Examples[edit | edit source]

Execute a command with default settings

cgexec echo "Hello, cgroups!"

Limit CPU and memory for a command

cgexec -c 50 -m 1G my_command

Attach to an existing cgroup

cgexec -g mygroup my_command

Use a custom cgroup root

cgexec -b /sys/fs/cgroup/mysubsystem my_command

User Cgroups[edit | edit source]

While it is possible to give a user ownership of a cgroup, the user cannot directly use it because all processes initially belong to the cgroup root /sys/fs/cgroup/cgroup.procs, and even though a user can write to its own cgroup, they can not remove themselves from the root cgroup.

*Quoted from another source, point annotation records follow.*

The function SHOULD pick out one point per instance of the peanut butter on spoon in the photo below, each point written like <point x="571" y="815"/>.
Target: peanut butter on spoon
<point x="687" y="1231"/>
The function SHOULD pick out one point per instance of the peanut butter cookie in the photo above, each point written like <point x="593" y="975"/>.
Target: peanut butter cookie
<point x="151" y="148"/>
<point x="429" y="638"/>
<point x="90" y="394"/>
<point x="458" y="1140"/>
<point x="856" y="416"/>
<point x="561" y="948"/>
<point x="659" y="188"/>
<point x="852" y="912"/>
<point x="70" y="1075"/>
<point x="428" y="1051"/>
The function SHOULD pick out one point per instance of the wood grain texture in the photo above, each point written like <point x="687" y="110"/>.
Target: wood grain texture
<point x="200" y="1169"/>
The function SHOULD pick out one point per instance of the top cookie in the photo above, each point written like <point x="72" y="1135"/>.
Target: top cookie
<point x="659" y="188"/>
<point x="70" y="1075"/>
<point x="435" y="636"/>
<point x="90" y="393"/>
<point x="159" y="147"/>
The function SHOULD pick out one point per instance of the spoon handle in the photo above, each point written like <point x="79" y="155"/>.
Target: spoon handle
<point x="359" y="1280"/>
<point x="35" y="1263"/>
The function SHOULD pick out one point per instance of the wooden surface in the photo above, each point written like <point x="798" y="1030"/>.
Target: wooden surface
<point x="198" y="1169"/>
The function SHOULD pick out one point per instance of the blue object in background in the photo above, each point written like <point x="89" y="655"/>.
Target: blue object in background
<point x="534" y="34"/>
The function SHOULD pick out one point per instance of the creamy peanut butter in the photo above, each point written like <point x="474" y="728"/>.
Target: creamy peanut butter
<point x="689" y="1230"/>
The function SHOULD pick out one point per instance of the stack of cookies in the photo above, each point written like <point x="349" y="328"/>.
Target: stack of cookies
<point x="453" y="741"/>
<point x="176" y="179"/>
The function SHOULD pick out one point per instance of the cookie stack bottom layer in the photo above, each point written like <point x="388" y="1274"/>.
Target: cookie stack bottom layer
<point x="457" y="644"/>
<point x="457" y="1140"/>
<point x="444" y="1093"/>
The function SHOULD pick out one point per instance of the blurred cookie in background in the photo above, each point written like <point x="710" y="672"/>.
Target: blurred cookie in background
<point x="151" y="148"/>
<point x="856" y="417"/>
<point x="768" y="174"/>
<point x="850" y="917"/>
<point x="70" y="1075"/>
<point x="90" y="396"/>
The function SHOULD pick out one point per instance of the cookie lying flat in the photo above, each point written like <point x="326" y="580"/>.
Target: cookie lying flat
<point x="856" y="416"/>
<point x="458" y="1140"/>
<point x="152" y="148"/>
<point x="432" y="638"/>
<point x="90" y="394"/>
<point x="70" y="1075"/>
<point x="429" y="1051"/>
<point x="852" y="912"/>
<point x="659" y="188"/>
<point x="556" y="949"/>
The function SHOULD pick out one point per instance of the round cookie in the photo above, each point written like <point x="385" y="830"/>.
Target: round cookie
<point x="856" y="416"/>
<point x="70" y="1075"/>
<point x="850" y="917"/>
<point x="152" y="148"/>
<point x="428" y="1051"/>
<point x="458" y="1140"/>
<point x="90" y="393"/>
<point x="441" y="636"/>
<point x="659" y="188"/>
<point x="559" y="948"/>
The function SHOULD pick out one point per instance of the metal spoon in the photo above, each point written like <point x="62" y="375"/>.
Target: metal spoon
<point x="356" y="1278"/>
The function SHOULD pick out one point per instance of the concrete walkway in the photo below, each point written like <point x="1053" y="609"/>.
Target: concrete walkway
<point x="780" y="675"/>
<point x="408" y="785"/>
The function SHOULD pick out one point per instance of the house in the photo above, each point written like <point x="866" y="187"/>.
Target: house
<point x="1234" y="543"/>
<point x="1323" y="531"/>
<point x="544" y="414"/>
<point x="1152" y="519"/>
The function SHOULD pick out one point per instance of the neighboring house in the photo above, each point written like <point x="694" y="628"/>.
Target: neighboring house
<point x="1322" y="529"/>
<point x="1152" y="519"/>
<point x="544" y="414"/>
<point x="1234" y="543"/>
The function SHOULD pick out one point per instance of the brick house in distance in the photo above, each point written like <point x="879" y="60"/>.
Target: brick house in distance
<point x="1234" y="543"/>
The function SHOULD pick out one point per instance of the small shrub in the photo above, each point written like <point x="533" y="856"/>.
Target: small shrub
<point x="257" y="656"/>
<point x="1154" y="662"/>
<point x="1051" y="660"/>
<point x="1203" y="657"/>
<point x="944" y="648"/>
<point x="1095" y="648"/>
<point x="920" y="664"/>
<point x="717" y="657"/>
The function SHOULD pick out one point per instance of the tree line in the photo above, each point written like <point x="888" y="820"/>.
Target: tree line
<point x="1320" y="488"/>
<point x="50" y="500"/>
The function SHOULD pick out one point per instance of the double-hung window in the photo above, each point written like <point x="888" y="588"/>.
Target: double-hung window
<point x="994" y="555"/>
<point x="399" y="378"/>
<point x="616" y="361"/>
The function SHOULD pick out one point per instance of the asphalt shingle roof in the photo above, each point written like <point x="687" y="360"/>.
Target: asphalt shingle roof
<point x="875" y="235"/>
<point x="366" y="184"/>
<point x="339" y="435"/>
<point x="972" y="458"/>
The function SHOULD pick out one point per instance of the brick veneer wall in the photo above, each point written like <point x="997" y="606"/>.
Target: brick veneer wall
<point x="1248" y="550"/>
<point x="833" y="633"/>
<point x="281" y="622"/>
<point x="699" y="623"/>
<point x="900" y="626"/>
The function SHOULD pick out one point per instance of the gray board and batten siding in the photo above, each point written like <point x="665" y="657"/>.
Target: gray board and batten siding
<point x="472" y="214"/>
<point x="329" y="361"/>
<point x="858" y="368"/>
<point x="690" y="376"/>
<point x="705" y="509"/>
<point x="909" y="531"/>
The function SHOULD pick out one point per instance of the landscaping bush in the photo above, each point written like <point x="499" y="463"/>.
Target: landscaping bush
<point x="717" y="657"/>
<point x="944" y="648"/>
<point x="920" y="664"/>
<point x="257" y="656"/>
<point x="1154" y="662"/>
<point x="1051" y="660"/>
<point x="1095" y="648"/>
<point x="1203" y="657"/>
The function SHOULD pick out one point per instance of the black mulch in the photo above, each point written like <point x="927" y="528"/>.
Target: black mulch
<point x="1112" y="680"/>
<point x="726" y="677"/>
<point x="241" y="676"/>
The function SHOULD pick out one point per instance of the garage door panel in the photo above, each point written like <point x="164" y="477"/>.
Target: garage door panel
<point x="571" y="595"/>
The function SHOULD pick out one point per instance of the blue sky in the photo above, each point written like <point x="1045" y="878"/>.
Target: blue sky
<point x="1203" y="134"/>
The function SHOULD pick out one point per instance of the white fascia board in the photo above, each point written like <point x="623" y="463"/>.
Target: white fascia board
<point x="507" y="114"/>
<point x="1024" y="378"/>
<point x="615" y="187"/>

This catch-22 can be solved by using sudo or a root user to create a cgroup, change the owner to a user and then move that user's processes to it.

One solution is to let the user start a screen or tmux session and then as root, check what pids belong to the user session and add them to the user cgroup:

# ps af -u forza
5309 pts/0    S+     0:00  |     \_ screen
5310 ?        Ss     0:00  |         \_ SCREEN
5311 pts/1    Ss     0:00  |             \_ -/bin/bash
5483 pts/1    R+     0:00  |                 \_ ps af -u forza

# echo 5309 > /sys/fs/cgroup/user/forza/main/cgroup.procs
# echo 5310 > /sys/fs/cgroup/user/forza/main/cgroup.procs
# echo 5311 > /sys/fs/cgroup/user/forza/main/cgroup.procs

Now, any process started by that user will automatically belong to the same cgroup.

The user can now also use cgexec to create nested cgroups under its own cgroup.